Microsoft Advances Speech APIs
Microsoft has announced the general availability of its Custom Speech Service and the Bing Speech API, finally taking them out of limited public and beta trials.
Both are part of Microsoft’s Cognitive Services portfolio of artificial intelligence.
“Microsoft is interested in moving technology into the hands of our customers; speech recognition is part of that pursuit,” says Xuedong Huang, chief speech scientist and technical fellow in the Microsoft AI and Research group. “It’s very easy to use.”
According to Microsoft, more than 424,000 developers across 60 countries have already tried Cognitive Services. The company now offers 25 Cognitive Services, up from just four nearly two years ago.
These tools will enable developers to add the same machine intelligence that powers Microsoft’s Skype Translator, Bing search engine, and Cortana virtual assistant into third-party applications that people use every day.
“Cognitive Services is about taking all of the machine learning and AI smarts that we have in this company and exposing them to developers through easy-to-use APIs so that they don’t have to invent the technology themselves,” said Mike Seltzer, a principal researcher in the Speech and Dialog Research Group at Microsoft’s research lab in Redmond, Wash., in a statement. “In most cases, it takes a ton of time, a ton of data, a ton of expertise, and a ton of computing to build a state-of-the-art machine-learned model.”
Microsoft has been working for more than a decade to develop speech recognition technology to perform robustly in noisy environments as well as with the jargons, dialects, and accents of specific user groups.
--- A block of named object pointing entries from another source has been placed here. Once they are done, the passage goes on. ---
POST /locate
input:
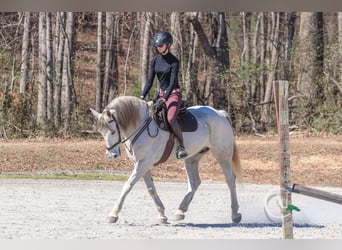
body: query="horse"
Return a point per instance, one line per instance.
(128, 121)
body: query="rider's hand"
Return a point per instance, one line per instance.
(159, 104)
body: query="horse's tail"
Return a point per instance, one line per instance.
(236, 164)
(236, 159)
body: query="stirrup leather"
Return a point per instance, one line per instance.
(181, 153)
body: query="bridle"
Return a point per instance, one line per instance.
(119, 133)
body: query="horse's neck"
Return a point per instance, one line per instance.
(133, 128)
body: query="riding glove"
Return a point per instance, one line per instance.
(159, 104)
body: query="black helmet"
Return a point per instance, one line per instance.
(161, 38)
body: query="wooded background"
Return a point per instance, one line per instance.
(55, 65)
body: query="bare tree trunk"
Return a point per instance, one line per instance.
(67, 84)
(219, 57)
(339, 20)
(191, 72)
(25, 54)
(60, 41)
(114, 86)
(99, 63)
(41, 104)
(144, 45)
(272, 62)
(109, 54)
(49, 67)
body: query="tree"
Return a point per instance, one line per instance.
(67, 76)
(25, 54)
(59, 52)
(42, 84)
(218, 56)
(145, 27)
(99, 63)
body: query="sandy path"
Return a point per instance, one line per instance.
(69, 209)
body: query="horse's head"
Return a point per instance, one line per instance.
(107, 125)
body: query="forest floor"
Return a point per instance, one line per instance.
(315, 160)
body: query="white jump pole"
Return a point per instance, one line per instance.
(280, 90)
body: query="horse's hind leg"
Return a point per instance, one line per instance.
(191, 166)
(153, 192)
(226, 165)
(140, 170)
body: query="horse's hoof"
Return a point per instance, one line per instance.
(113, 219)
(162, 220)
(179, 217)
(237, 218)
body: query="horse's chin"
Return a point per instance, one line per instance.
(112, 155)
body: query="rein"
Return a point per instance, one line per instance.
(138, 132)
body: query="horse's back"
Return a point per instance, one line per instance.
(216, 121)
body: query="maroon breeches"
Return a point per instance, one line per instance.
(173, 104)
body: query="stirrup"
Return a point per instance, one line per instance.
(181, 153)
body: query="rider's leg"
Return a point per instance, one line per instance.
(173, 105)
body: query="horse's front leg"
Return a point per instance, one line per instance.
(162, 219)
(191, 166)
(138, 172)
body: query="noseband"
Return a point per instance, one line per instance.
(118, 129)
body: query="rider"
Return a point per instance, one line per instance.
(166, 66)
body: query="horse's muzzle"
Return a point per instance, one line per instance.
(113, 155)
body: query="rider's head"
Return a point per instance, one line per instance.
(162, 41)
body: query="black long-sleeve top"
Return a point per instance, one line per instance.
(166, 67)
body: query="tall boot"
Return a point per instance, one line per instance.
(177, 130)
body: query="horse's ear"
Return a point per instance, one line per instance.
(150, 104)
(93, 115)
(108, 113)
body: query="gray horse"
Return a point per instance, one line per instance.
(128, 120)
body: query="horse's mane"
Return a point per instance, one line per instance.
(126, 110)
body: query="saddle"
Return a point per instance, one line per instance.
(185, 118)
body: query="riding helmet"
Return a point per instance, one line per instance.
(161, 38)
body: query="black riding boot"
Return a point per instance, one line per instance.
(177, 130)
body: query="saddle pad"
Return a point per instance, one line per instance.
(186, 120)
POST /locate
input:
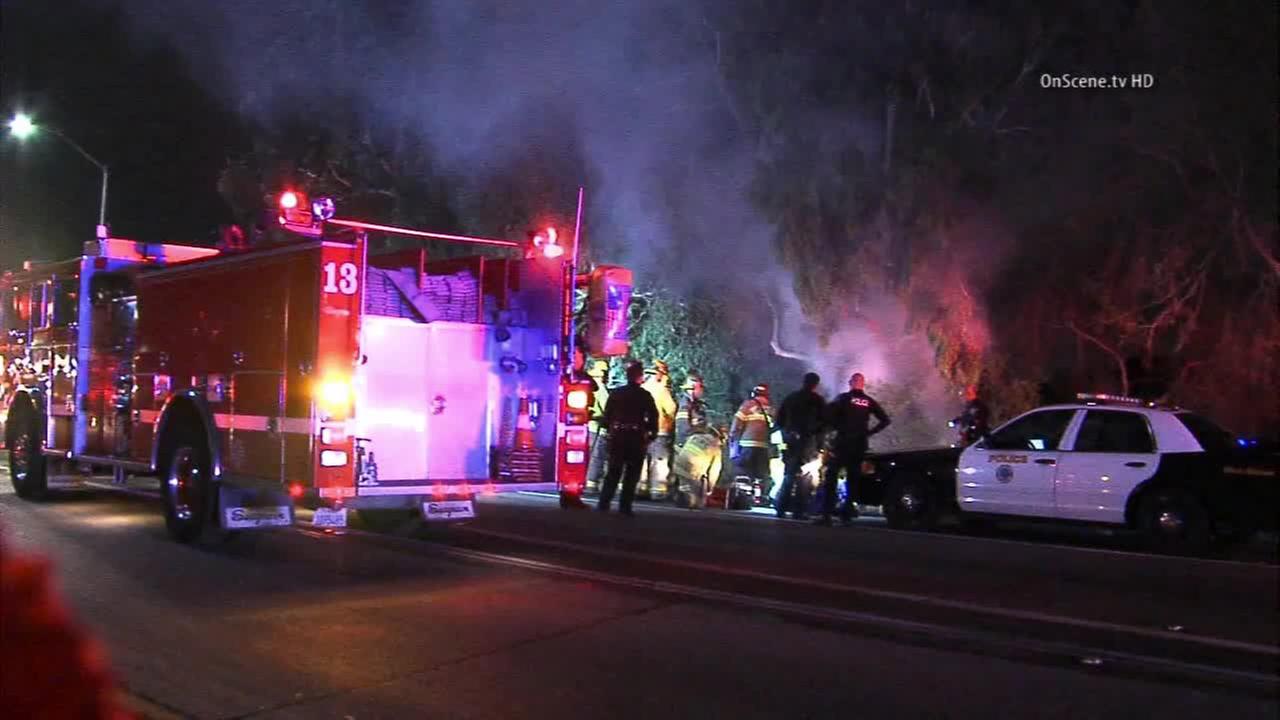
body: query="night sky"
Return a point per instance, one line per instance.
(730, 149)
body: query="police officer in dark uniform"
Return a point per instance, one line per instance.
(974, 423)
(800, 419)
(849, 415)
(631, 418)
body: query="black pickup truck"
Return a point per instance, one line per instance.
(1169, 473)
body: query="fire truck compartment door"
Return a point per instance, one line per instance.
(457, 401)
(391, 388)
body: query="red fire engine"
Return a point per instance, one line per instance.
(304, 369)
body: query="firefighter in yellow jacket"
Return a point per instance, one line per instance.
(749, 438)
(662, 449)
(599, 433)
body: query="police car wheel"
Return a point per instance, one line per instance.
(1174, 520)
(27, 464)
(909, 505)
(188, 492)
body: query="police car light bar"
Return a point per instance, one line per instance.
(1105, 397)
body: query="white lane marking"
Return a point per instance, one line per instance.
(880, 525)
(828, 614)
(894, 595)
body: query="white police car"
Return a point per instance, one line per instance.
(1109, 460)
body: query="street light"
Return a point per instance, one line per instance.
(23, 127)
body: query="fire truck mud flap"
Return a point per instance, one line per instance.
(254, 509)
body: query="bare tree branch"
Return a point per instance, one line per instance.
(1115, 354)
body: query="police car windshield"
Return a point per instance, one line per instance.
(1211, 437)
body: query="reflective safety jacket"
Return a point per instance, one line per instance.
(599, 399)
(691, 418)
(666, 404)
(753, 424)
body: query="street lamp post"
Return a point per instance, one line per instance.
(23, 127)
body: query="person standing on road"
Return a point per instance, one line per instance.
(800, 418)
(657, 473)
(849, 415)
(631, 418)
(691, 418)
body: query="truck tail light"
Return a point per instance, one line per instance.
(575, 437)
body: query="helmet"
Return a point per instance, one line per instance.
(635, 370)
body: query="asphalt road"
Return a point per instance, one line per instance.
(531, 611)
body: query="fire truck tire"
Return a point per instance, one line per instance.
(27, 463)
(190, 497)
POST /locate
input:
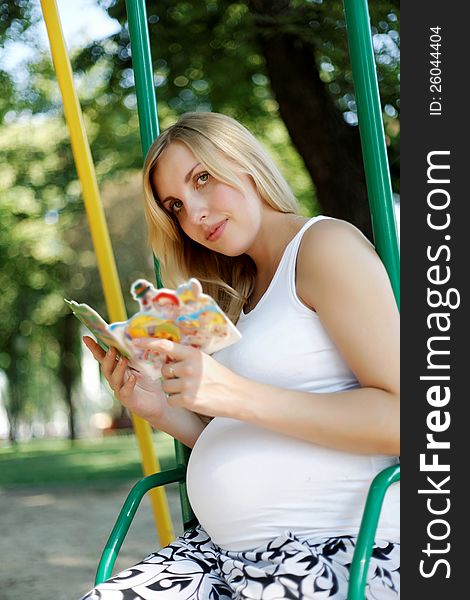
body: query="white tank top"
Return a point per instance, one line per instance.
(246, 484)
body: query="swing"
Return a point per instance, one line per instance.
(383, 222)
(386, 243)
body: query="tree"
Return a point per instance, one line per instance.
(257, 59)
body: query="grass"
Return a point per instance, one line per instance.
(51, 461)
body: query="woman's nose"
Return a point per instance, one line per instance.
(197, 210)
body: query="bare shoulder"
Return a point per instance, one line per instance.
(333, 250)
(341, 277)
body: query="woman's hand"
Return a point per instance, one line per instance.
(138, 393)
(197, 382)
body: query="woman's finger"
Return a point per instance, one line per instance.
(108, 364)
(172, 386)
(170, 370)
(94, 348)
(126, 391)
(117, 378)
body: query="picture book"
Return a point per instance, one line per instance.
(185, 315)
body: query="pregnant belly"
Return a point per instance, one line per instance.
(248, 485)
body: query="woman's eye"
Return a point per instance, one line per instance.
(202, 178)
(176, 206)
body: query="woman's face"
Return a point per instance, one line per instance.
(209, 211)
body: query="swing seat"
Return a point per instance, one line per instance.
(362, 552)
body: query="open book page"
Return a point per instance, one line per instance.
(185, 315)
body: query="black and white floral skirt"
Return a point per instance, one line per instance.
(194, 568)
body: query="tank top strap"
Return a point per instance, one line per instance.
(286, 281)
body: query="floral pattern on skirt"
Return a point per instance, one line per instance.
(194, 568)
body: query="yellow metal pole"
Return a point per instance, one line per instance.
(101, 240)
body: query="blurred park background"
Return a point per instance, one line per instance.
(280, 67)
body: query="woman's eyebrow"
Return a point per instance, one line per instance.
(186, 179)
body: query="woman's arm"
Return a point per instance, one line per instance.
(146, 398)
(340, 275)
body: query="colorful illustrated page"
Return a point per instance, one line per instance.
(185, 315)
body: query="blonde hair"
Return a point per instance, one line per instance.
(227, 149)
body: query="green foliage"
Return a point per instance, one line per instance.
(208, 55)
(53, 461)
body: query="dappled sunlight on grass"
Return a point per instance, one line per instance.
(58, 461)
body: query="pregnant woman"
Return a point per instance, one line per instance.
(289, 425)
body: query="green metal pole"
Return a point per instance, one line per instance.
(365, 540)
(149, 130)
(373, 139)
(379, 190)
(144, 85)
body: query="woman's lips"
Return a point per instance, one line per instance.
(218, 232)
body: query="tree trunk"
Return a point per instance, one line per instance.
(330, 148)
(68, 370)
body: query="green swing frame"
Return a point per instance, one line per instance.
(386, 243)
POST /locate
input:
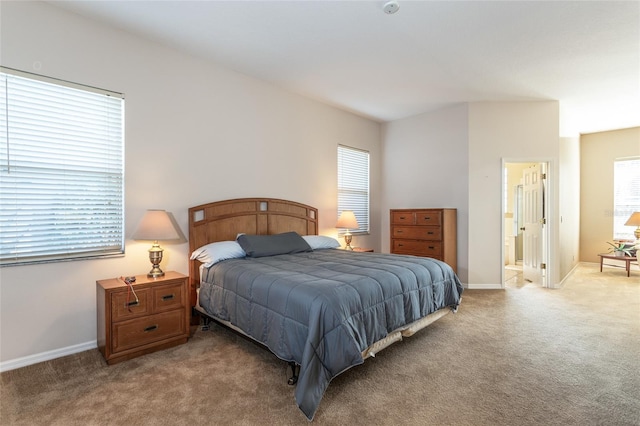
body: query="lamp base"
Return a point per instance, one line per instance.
(347, 240)
(155, 256)
(156, 272)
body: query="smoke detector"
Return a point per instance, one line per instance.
(391, 7)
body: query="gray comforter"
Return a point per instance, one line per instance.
(321, 309)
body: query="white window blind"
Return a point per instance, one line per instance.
(61, 170)
(626, 196)
(353, 185)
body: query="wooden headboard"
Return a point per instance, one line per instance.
(224, 220)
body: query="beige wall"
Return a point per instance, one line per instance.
(425, 164)
(195, 133)
(569, 205)
(510, 132)
(598, 152)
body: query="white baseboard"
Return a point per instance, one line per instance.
(46, 356)
(484, 286)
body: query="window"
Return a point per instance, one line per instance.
(626, 195)
(61, 170)
(353, 185)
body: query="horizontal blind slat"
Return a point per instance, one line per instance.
(62, 172)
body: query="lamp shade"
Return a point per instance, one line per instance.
(156, 225)
(347, 220)
(634, 220)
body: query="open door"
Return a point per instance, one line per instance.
(534, 222)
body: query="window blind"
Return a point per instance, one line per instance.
(626, 196)
(61, 170)
(353, 185)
This technology is now available to developers of third-party applications through the Custom Speech Service.
In a blog post, Microsoft engineers explained that the Custom Speech Service lets users customize Microsoft’s speech-to-text engine. By uploading text and/or speech data to the Custom Speech Service, users can create custom models that can be combined with Microsoft’s speech models and deployed to a custom speech-to-text endpoint, accessible from any device.
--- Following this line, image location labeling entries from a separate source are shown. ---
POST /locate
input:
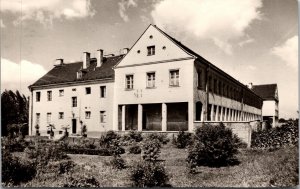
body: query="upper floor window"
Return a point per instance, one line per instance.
(74, 101)
(102, 117)
(151, 80)
(49, 95)
(60, 115)
(61, 92)
(38, 96)
(174, 77)
(87, 115)
(88, 90)
(102, 91)
(38, 115)
(48, 117)
(129, 81)
(151, 50)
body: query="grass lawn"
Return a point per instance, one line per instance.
(257, 169)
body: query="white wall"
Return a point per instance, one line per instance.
(85, 102)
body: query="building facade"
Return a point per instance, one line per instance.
(157, 85)
(270, 110)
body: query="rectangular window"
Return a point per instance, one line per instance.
(102, 117)
(60, 115)
(38, 96)
(48, 117)
(88, 90)
(38, 115)
(87, 115)
(61, 92)
(151, 80)
(151, 50)
(174, 78)
(129, 81)
(102, 91)
(74, 101)
(49, 95)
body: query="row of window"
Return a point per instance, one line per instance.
(61, 116)
(223, 87)
(88, 90)
(173, 79)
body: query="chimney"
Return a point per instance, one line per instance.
(250, 85)
(99, 57)
(125, 50)
(86, 60)
(59, 62)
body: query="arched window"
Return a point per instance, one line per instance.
(198, 111)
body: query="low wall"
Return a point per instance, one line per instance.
(242, 129)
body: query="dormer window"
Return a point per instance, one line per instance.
(151, 50)
(79, 74)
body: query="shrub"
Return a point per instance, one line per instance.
(133, 135)
(135, 149)
(161, 137)
(183, 139)
(106, 139)
(150, 149)
(148, 174)
(14, 171)
(214, 146)
(118, 162)
(277, 137)
(79, 181)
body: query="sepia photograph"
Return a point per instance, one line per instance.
(149, 93)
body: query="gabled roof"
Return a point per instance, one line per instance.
(68, 72)
(266, 92)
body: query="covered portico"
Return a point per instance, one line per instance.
(153, 117)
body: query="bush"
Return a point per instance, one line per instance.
(151, 150)
(118, 162)
(214, 146)
(161, 137)
(106, 139)
(14, 171)
(14, 144)
(133, 135)
(274, 138)
(147, 174)
(183, 139)
(79, 181)
(135, 149)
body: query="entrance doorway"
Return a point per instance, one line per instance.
(74, 126)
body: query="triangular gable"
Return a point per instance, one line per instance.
(165, 49)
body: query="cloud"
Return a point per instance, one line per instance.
(124, 5)
(288, 52)
(14, 75)
(44, 11)
(218, 20)
(2, 25)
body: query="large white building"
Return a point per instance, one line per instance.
(157, 85)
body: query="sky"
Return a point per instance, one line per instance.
(252, 40)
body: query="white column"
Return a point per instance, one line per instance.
(140, 117)
(191, 116)
(217, 113)
(221, 117)
(212, 113)
(123, 118)
(164, 117)
(225, 115)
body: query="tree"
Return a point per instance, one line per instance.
(14, 110)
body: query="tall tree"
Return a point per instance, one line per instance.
(14, 110)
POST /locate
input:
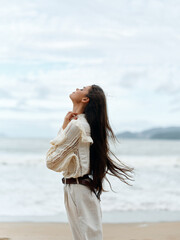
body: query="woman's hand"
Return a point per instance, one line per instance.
(69, 116)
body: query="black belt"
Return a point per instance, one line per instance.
(80, 180)
(85, 180)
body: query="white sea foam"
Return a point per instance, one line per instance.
(28, 187)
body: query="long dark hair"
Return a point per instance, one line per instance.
(100, 160)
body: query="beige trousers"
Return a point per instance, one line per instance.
(83, 212)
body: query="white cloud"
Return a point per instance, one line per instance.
(130, 48)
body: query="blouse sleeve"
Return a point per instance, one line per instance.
(62, 154)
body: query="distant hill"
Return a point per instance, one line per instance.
(153, 133)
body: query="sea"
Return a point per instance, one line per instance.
(29, 191)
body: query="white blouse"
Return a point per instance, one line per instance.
(70, 150)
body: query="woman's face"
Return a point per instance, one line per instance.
(80, 94)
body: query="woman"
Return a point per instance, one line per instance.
(81, 151)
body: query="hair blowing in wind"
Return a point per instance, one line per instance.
(100, 161)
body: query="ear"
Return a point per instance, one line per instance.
(85, 100)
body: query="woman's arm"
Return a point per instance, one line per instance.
(64, 148)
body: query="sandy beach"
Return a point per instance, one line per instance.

For applications containing particular vocabulary items, such as product names or jargon that rarely occur in typical speech, users can improve performance by customizing language models. For example, an app to assist automotive mechanics might feature terms like “powertrain,” “catalytic converter,” or “limited slip differential” more frequently than in typical voice applications. Customizing the language model will enable the system to learn this.
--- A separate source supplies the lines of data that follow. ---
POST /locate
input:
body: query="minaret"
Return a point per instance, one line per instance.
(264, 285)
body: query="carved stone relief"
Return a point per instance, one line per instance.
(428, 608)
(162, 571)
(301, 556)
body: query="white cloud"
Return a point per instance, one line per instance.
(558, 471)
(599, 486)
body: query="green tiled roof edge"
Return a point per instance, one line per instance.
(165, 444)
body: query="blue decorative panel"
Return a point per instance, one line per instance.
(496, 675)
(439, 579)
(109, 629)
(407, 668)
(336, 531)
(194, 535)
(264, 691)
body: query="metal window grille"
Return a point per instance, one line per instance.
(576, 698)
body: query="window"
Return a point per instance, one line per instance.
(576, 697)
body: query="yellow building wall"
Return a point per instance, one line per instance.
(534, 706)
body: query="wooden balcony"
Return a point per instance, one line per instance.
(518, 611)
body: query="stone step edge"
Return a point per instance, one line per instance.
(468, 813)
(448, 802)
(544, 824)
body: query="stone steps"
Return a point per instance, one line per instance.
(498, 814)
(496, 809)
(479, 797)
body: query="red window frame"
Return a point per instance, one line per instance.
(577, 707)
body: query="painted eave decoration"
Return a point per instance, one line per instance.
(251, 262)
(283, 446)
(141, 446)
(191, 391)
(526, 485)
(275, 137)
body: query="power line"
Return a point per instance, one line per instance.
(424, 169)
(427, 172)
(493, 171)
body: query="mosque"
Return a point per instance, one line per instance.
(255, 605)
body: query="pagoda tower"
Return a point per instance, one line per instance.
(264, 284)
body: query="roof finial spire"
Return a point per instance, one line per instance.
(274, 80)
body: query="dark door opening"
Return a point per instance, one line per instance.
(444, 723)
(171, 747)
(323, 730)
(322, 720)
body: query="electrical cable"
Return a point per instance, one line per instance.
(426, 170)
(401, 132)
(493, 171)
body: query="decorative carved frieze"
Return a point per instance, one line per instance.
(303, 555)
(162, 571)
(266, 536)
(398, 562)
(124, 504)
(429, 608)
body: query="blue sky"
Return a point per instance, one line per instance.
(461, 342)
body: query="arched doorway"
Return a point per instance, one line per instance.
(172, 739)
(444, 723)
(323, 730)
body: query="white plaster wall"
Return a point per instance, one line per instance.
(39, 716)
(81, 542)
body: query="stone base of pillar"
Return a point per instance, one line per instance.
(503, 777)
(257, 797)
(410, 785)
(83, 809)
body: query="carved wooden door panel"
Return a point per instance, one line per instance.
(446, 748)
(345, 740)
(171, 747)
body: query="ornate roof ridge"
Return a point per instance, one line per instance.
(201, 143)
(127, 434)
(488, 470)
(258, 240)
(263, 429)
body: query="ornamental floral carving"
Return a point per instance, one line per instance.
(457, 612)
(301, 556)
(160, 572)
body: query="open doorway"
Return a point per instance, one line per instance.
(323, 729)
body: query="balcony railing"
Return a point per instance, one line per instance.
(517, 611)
Similarly, customizing the acoustic model can enable the system to do a better job recognizing speech in particular environments or from particular user populations. A voice-enabled app for use in a warehouse or factory, for example, might require a custom acoustic model that can better isolate speech from all of the background noise.
The Bing Speech API converts audio into text, understands intent, and converts text back to speech.
The entire collection of Cognitive Services stems from a drive within Microsoft to make its artificial intelligence and machine learning expertise widely accessible to developers to create delightful and empowering experiences for end users, said Andrew Shuman, corporate vice president of products for Microsoft’s AI and research organization, in a statement.
“Being able to have software now that observes people, listens, reacts, and is knowledgeable about the physical world around them provides an excellent breakthrough in terms of making interfaces more human, more natural, more easy to understand, and thus far more impactful in lots of different scenarios.”